Dans un second temps, vers 18 heures,  nous sommes tous descendus vers la Balme de Rencurel, dans la  salle municipale "La Scie" où la fête s'est prolongée.

L’univers de Michel Fontaine si poétique  © Aigret Christine La république du Centre
Benjamin le facteur, grand explorateur : Michel Fontaine Compagnie de Théatre la Cyrène

Tout d'abord Michel Fontaine nous a enchanté avec sa pièce de théâtre "Benjamin le facteur, grand voyageur" alliant poésie et voyage, bandonéon et chansons, plaisir de la rencontre avec les destinataires de courrier du monde entier, sourires et amourette : son facteur est un poète au grand coeur et à l'imagination débordante. 

Carte de visite de  Benjamin le Facteur - Michel Fontaine, compagnie La Cyrène

Ensuite nous avons partagé un repas où chacun avait amené sa contribution. La belle idée a été d'installer tables et chaises à l'extérieur de la batisse, tout à fait contre le lit de la Bourne qui nous a apporté beaucoup de fraicheur.. Un joli moment de rencontres et de partage, là encore.

Et c'est avec un concert participatif de chansons françaises (sorte de karaoké en live) que la soirée s'est terminée, avec l'ami Thierry Grenier à la guitare....(oui, Thierry c'est bien le copain lyonnais tintinophile de Christophe, pour lequel nous avions mail-arté en 2023 suite à son appel sur Tintin). 

***** complément apporté le 12 juillet 2025 *****

 Christophe a publié sur youtube le résultat du jeu des boites aux lettres d'artistes avec les courriers des 32 destinataires de lettres plutôt fantaisistes. Régalez-vous de son humour sans limites!

Aujourd'hui la Fête des Timbrés est finie....
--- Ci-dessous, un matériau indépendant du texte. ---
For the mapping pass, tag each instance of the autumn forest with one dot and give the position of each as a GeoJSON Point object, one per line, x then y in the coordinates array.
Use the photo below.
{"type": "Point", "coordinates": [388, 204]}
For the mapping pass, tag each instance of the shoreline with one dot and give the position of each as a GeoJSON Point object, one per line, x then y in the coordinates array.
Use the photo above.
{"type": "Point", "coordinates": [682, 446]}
Merci à Christophe et Christine Blaise d'en avoir eu l'idée et de l'avoir organisée, avec la complicité de Tony Mazzochin, et le concours de nombreux bénévoles du village et d'associations amies qui ont aidé aux décors,  au montage et à l'apport logistique pour faire de cette journée une réussite. 

Merci à la municipalité pour la réservation privée du Gite communal au Col de Romeyère, pour la mise à disposition de la Salle des Fêtes, et pour leur compréhension sur les problèmes de circulation automobile induit par une telle manifestation

Merci à tous les Rencurellois et Rencurelloises qui ont mis des chambres à disposition pour permettre à de nombreux invités de coucher sur place, en amont et en aval de la Fête.
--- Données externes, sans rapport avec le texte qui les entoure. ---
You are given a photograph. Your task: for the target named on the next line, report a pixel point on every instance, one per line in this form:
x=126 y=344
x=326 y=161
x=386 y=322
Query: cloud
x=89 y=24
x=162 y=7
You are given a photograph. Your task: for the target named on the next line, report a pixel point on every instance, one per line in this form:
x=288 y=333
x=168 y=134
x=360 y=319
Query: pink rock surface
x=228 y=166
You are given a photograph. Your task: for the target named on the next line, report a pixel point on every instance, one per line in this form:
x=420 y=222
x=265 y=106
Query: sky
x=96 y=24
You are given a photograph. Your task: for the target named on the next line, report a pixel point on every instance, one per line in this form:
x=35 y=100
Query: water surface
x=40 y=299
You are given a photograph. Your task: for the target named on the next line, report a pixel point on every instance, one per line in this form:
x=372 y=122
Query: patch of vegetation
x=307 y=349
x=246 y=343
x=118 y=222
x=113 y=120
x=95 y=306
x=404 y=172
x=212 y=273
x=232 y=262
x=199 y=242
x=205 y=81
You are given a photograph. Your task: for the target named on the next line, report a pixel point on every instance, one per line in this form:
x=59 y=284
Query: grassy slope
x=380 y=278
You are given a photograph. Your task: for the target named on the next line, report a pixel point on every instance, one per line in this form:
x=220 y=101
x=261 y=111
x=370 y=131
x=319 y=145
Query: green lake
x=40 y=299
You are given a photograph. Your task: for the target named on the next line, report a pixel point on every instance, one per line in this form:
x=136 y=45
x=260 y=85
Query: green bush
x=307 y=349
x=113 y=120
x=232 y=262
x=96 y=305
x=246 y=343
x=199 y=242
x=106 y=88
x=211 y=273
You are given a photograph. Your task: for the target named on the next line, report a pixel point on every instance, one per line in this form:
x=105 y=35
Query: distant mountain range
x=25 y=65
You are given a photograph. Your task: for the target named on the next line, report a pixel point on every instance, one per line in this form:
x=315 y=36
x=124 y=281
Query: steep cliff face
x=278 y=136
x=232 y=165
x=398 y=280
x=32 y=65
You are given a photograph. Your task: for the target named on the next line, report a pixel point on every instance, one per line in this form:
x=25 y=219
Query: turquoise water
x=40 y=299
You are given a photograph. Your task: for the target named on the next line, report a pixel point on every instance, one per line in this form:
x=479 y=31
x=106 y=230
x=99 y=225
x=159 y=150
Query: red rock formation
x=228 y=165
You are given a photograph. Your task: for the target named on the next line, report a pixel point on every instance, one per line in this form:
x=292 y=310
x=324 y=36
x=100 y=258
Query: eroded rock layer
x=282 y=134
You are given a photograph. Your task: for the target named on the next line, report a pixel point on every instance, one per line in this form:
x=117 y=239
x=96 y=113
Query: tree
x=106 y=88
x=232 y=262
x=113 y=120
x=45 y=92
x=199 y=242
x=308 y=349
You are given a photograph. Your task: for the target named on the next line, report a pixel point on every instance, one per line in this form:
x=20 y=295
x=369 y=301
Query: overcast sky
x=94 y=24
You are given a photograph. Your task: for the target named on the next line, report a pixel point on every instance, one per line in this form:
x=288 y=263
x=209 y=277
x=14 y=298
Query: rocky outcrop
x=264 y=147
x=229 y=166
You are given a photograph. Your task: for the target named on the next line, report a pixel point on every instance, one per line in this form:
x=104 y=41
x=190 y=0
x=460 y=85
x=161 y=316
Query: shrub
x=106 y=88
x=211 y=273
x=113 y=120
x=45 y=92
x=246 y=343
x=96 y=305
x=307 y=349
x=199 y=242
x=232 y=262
Merci aux artistes qui ont participé en décorant joliment une banale boite aux lettres, contribuant ainsi largement à l'animation du jardin . 

Merci aux contributeurs des ressourceries du Vercors qui avaient à disposition des trésors que l'imagination sans limite et la créativité de Christophe et Christine ont su transformer pour nous offrir un tel moment de partage et de joie sans limites. 
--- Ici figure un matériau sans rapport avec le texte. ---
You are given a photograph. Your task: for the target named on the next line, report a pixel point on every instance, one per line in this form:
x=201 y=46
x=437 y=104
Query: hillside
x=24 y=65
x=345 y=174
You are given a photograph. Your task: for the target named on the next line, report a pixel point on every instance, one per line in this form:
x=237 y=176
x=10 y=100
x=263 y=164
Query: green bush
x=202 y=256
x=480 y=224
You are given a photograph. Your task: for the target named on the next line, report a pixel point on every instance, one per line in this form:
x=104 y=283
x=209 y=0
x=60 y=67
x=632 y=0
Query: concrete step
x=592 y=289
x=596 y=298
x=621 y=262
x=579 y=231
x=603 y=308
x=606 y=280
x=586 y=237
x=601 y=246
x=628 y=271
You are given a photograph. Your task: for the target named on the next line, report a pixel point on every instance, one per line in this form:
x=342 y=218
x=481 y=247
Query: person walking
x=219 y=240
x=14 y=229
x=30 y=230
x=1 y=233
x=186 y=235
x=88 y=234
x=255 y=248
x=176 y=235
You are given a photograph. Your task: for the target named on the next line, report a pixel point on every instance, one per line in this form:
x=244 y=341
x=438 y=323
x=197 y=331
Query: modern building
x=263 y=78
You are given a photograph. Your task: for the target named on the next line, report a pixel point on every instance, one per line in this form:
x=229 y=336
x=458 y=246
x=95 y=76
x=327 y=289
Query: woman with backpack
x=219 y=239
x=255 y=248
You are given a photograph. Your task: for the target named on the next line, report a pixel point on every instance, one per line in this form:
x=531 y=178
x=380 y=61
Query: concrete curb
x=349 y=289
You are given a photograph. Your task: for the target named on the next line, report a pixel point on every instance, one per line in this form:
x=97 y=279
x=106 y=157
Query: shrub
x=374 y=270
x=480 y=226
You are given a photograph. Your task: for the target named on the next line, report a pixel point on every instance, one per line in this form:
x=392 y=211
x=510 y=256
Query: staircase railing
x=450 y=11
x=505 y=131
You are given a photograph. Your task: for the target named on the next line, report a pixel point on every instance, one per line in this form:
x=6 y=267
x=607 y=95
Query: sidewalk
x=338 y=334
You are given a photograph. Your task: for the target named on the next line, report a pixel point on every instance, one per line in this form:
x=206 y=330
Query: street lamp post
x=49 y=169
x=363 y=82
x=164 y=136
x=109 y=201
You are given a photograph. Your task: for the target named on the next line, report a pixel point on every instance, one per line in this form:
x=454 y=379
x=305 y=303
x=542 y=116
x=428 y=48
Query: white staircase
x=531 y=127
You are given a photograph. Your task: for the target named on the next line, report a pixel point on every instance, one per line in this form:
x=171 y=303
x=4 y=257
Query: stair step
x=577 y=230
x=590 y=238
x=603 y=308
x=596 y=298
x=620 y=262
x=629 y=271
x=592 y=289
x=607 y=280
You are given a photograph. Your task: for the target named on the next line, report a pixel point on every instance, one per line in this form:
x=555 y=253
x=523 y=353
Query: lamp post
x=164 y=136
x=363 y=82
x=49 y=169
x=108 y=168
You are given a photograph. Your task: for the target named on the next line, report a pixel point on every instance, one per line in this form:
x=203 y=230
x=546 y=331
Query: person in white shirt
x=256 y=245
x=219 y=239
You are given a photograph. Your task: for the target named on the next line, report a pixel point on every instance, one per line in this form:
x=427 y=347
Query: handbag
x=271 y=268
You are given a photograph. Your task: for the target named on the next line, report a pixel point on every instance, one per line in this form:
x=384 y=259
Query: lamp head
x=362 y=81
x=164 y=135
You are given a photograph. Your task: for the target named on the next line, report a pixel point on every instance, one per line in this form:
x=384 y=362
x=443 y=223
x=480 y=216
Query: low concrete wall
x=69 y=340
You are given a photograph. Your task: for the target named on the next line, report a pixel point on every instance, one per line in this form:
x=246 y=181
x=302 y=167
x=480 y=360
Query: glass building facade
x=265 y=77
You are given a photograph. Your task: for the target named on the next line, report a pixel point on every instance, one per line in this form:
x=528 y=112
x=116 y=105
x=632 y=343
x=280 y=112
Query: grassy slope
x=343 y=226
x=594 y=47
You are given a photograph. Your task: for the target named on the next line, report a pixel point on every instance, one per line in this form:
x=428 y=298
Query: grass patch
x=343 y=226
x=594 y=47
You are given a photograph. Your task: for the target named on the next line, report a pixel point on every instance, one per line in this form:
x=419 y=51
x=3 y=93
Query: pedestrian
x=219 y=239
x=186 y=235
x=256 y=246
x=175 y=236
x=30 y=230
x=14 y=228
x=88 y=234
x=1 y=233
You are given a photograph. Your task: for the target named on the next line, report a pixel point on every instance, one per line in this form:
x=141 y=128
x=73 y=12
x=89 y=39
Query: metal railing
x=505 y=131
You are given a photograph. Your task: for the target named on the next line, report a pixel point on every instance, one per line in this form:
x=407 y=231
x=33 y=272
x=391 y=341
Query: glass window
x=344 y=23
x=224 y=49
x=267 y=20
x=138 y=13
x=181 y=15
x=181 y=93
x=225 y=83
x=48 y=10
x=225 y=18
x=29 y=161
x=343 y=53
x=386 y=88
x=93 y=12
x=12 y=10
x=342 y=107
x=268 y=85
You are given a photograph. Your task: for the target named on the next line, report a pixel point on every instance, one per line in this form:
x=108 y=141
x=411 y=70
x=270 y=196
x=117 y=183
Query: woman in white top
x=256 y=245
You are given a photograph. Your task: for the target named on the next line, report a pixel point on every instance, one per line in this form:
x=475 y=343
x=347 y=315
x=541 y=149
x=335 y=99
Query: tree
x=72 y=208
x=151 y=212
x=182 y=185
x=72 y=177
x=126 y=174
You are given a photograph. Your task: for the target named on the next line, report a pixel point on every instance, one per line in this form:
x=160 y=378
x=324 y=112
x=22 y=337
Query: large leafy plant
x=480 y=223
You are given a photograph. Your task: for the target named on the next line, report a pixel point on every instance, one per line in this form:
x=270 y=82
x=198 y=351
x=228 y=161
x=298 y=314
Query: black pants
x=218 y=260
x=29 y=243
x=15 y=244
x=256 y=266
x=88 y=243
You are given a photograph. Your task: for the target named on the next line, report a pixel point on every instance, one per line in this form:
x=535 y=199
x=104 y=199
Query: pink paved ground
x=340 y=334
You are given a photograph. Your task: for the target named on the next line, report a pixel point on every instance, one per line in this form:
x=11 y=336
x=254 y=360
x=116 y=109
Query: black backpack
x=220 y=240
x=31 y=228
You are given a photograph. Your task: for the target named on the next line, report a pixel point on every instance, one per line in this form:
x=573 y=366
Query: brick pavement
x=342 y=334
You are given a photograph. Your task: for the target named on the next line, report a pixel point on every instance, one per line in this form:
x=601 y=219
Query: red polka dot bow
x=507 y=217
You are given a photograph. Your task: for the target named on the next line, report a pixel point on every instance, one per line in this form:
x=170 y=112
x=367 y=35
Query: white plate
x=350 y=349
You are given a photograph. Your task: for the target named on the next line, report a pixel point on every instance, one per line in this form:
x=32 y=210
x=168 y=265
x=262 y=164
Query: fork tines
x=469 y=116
Merci au mail-artiste Eni Looka qui a tenu le rôle de reporter photo pendant toute la manifestation et ses derniers préparatifs.

Merci à tous les mail-artistes qui ont pu faire le déplacement et une pensée toute particulière à tous ceux qui auraient bien aimé être là mais qui résident bien trop loin ou ceux qui ont eu des empêchements de dernière minute. Ce post est spécialement rédigé à leur intention.

Merci à tous les visiteurs de passage (randonneurs intrigués par la musique et les couleurs des voiles nous abritant du soleil, ou bien convives invités dans le village pour d'autres réjouissances) qui sont venus passer un moment avec nous au jardin, pour le plaisir de la rencontre et de la découverte. 

Quel rassemblement et quelle journée magnifiques! Sûre qu'elle restera gravée pour longtemps dans nos mémoires,  cette Fête des Timbrés, des passionnés de l'art postal, des amoureux de la correspondance artistique... ou celle des « fêlés du bocal » qui apprécient  l’humour, la folie douce, la dérision, la controverse ou le bon mot.

Nombre d'entre nous se sont découverts physiquement alors qu'ils entretenaient déjà une belle correspondance sans s’être jamais rencontrés, d'autres qui ne s'étaient pas vu depuis le dernier Festival du Mail-Art de Vienne de mars 2022 ont eu un très grand plaisir à se retrouver…

Vive l'ART POSTAL c'est GENIAL, c'est VIRAL....  et c'est IRREMPLAÇABLE!

Rendez-vous les amis à la prochaine JMFTA!